The pooled income fund is any easy way to provide income for yourself or others while also making a gift to Tufts University. It is structured similarly to a mutual fund since your gift of cash or securities is combined in a fund with other gifts managed by Tufts. The fund is invested in a diversified portfolio and each quarter it pays you a proportional share of the net income. When you or the last of your designated income beneficiaries passes, your portion of the fund's principal is put to use by the university for your designated purpose.
How a Pooled Income Fund Works
- You irrevocably transfer a minimum of $10,000 in cash or securities to the pooled income fund.
- You review and sign a simple agreement to complete the transaction.
- The trust pays you, or up to two income beneficiaries you name, the annual income attributable to your share of the pooled income fund.
- The principal attributed to your share is put to use when the income beneficiaries have passed.
Benefits of Tufts' Pooled Income Fund
- You will receive an immediate income tax deduction for a portion of your gift to the fund.
- If you contribute appreciated securities to the pooled income fund, no capital gains tax is payable. You may wish to contribute appreciated but low-yielding assets and put the entire amount of your gift to work earning income for you.
- Although modest, the income usually exceeds the level of stock dividends, as it is a diversified pool of assets.
- Additional contributions of at least $1,000 can be made to the fund at any time.
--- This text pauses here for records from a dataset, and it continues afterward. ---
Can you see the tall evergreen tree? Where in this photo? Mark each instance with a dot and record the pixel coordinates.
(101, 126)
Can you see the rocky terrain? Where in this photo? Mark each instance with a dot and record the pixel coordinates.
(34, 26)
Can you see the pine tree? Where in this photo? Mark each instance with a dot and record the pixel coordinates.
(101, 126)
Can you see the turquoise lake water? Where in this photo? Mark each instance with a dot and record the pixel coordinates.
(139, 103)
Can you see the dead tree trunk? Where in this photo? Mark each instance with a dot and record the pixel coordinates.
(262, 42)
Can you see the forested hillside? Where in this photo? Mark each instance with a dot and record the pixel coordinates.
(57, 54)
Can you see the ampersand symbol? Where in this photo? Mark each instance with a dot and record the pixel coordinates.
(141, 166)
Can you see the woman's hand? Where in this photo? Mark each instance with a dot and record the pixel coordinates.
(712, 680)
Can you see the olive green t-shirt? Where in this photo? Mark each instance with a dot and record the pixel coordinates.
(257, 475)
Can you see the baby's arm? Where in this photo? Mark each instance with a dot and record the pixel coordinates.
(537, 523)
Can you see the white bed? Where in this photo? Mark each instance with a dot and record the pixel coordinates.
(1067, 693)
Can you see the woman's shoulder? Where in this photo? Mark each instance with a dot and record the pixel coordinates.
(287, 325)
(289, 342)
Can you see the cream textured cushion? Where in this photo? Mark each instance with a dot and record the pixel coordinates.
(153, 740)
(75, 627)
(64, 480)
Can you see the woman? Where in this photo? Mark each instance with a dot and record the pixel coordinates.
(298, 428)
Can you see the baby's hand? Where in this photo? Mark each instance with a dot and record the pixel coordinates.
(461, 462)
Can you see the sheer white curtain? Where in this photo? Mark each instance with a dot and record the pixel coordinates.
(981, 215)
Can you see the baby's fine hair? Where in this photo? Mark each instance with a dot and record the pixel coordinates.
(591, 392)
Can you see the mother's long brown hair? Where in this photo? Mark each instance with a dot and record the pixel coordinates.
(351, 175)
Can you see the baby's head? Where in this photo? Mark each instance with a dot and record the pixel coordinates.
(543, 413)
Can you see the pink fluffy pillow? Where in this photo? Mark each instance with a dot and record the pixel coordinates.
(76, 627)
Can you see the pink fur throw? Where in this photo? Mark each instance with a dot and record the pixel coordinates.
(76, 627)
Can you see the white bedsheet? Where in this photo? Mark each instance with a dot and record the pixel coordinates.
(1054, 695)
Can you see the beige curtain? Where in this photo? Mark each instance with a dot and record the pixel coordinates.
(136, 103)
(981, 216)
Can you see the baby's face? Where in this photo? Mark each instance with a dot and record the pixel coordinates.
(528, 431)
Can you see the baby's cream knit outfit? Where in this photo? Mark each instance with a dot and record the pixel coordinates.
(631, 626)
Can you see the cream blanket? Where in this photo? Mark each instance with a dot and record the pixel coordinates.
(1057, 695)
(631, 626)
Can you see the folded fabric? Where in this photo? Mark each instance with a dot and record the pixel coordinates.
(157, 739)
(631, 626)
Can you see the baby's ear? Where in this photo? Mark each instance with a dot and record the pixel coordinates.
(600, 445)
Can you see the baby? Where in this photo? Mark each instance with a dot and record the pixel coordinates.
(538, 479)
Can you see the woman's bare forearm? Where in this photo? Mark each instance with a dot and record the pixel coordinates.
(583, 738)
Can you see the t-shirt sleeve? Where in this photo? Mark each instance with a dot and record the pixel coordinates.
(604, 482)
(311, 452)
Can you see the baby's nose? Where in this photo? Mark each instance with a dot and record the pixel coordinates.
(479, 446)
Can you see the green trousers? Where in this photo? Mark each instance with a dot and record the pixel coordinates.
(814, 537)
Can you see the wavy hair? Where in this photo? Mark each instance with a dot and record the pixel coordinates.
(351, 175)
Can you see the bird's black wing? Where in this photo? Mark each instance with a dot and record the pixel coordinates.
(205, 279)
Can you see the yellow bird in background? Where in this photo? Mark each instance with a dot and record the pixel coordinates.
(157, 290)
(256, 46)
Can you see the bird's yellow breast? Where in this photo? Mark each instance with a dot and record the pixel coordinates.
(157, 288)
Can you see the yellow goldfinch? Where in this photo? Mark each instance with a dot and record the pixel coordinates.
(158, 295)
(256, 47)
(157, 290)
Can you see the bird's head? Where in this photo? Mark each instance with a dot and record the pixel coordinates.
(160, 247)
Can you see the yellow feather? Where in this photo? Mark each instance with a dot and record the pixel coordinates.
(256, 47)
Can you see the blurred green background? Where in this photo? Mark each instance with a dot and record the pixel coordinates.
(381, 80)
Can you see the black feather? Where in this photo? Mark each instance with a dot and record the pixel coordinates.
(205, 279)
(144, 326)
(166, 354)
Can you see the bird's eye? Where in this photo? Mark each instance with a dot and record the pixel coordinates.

Frequently Asked Questions
How are my payments calculated?
Your quarterly distribution will vary based on the fund's performance and yield. The fund is invested to provide income and modest capital appreciation, with preservation of capital in mind. We will provide you with a copy of the fund's annual report, which describes its past performance and current objectives. All payments from the pooled income fund are taxed at ordinary income rates.
The Pooled Income Fund is for You if...
- You want to make a significant gift to Tufts and receive lifetime income for you or your loved ones in return.
- You want to avoid capital gains tax from selling appreciated securities.
You are comfortable with variable income instead of fixed payments, as your income will be based on the fund's earnings each quarter and will fluctuate.